Bon nombre d'auteurs estiment que Mespilus germanica, originaire d'Asie Mineure, aurait été importé en Europe occidentale par les soldats romains. Cette hypothèse reste controversée puisque, en France même, des tufs post-glaciaires auraient livré des empreintes de ses feuilles.            Indigène ou non le néflier, espèce rustique et peu exigeante,  ne redoute guère que les sols trop humides.

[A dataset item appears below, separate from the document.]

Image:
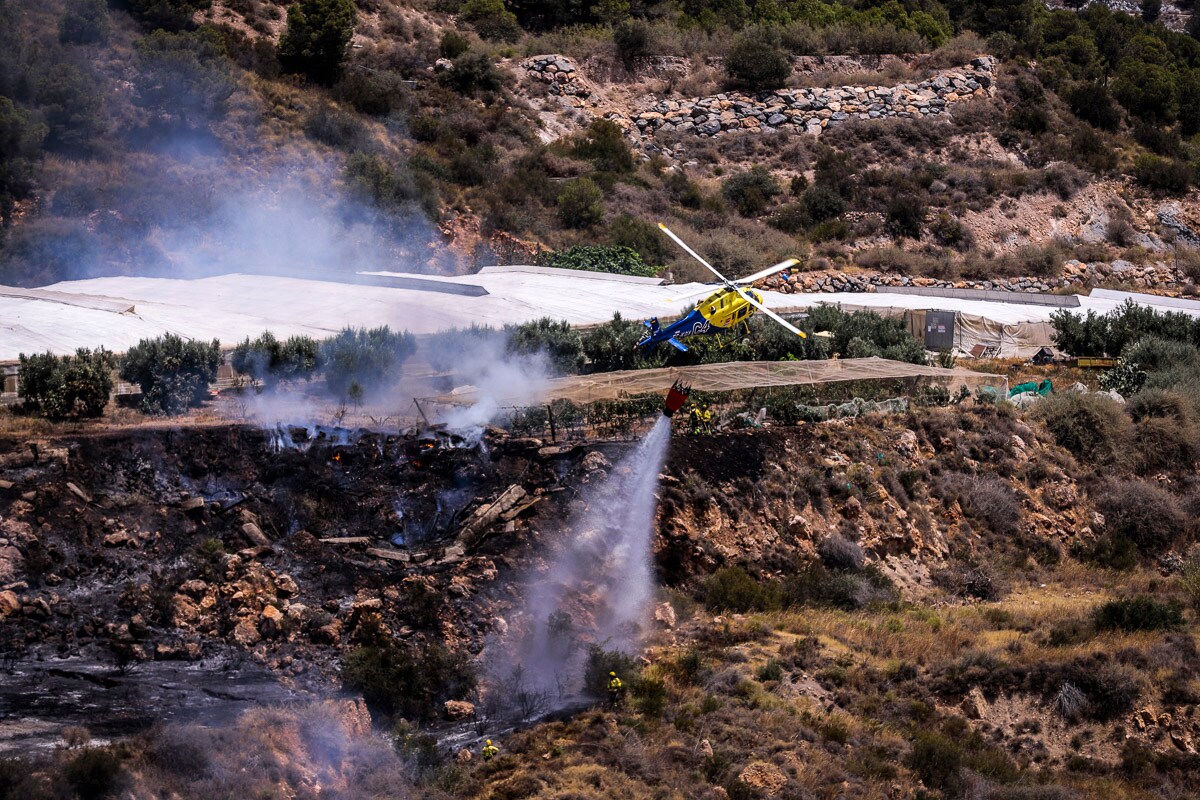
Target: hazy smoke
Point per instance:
(599, 585)
(499, 379)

Il s'accommode, en revanche, de fortes gelées dépassant les – 20°C.

En contrebas de la grange castrale d'Argentine, enfoui sous la végétation, celui-ci n'avait plus, depuis longtemps sûrement, offert ses nèfles aux amateurs pas plus qu'au printemps ils ne comblait le randonneur du spectacle de sa fugace floraison ; fin mai il n'y coupera pas, on viendra admirer le bouquet de ses nombreuses et délicates corolles blanches aux pétales d'un chiffonné très étudié !

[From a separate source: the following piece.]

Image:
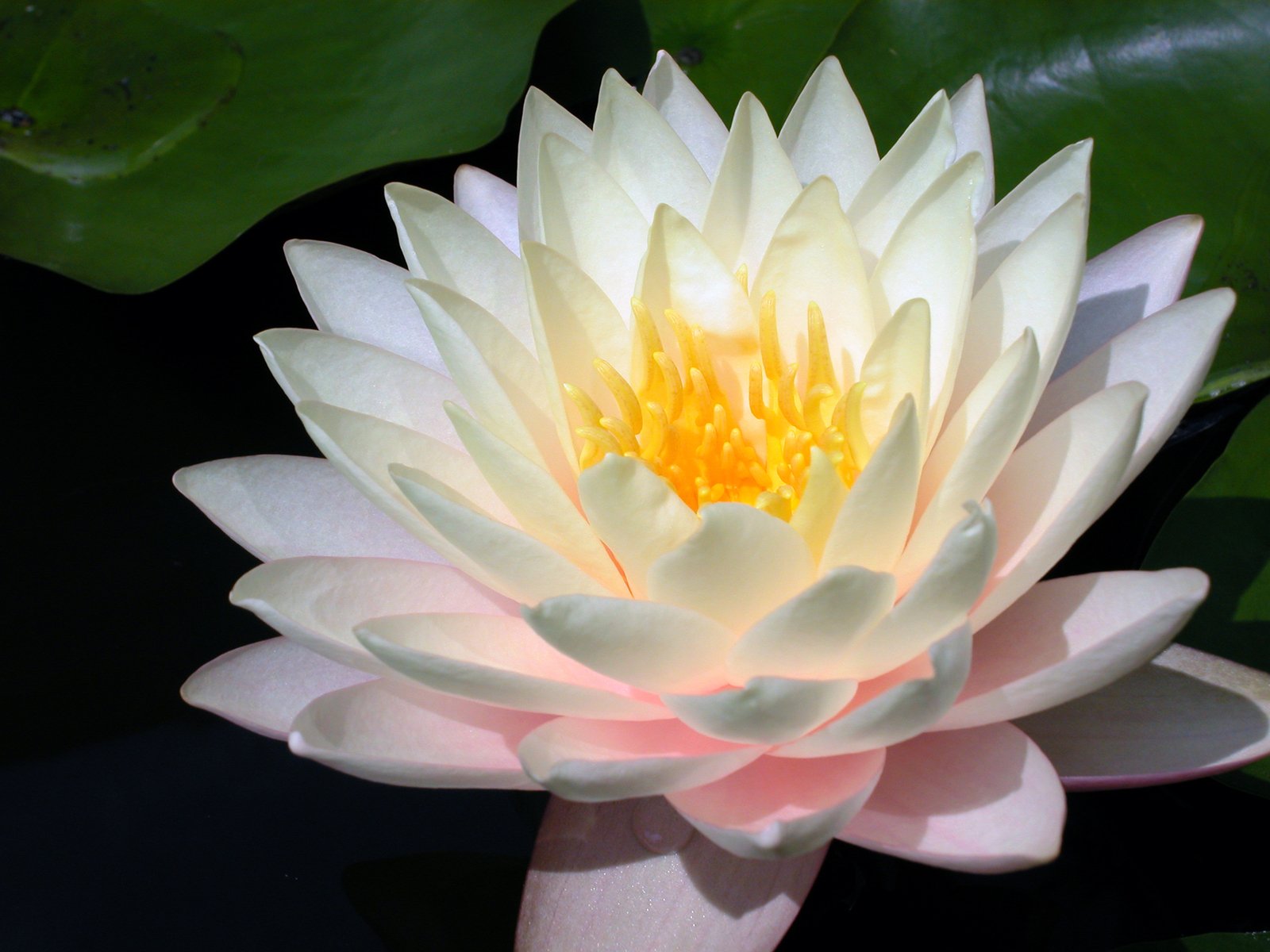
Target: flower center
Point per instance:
(681, 424)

En attendant, scie ou sécateur en main, on met au pas ses co-locataires sans-gêne. Dans ce monde de brutes les arbres peuvent quand même prétendre à un peu de douceur !

Ch.C le 24/11/2007 16h30

(1)                Pierre Lieutaghi : Le livres des arbres, arbustes et arbrisseaux ;  Nos  deux tomes, reliés pleine toile, de cet ouvrage de référence ont été publiés en édition originale chez Robert Morel en 1969.  Ils conservent toujours, entre leurs pages, « une feuille des arbres du Parc des Nids à Bosville, en Normandie, ramassée et séchée à (notre) intention par Yvette et Claude Van de Meersch et leurs enfants c'est-à-dire les leurs et ceux qui sont comme les leurs ».

 

Comme le néflier, l'Alisier Torminal fait partie de la grande famille des rosacées et ainsi que Mespilus germanica, Sorbus Torminalis  affectionne aussi les sols calcaires et délaisse les zones géographiques dépassant l'altitude de 800 à 1000mètres. Si la taille du néflier n'excède guère 5 à 6 mètres,  celle de l'alisier, en revanche  atteint couramment 15 à 20 mètres. Contrairement aux feuilles du premier, lancéolées ou oblongues, celles du second, bien reconnaissables, présentent des lobes échancrés et pointus à bordure finement dentée.

L'alise, semblable à une petite cerise brune à la peau mouchetée, se consomme blette en novembre et son goût n'en est guère différent de celui de la nèfle qui est 3 à 4 fois plus grosse.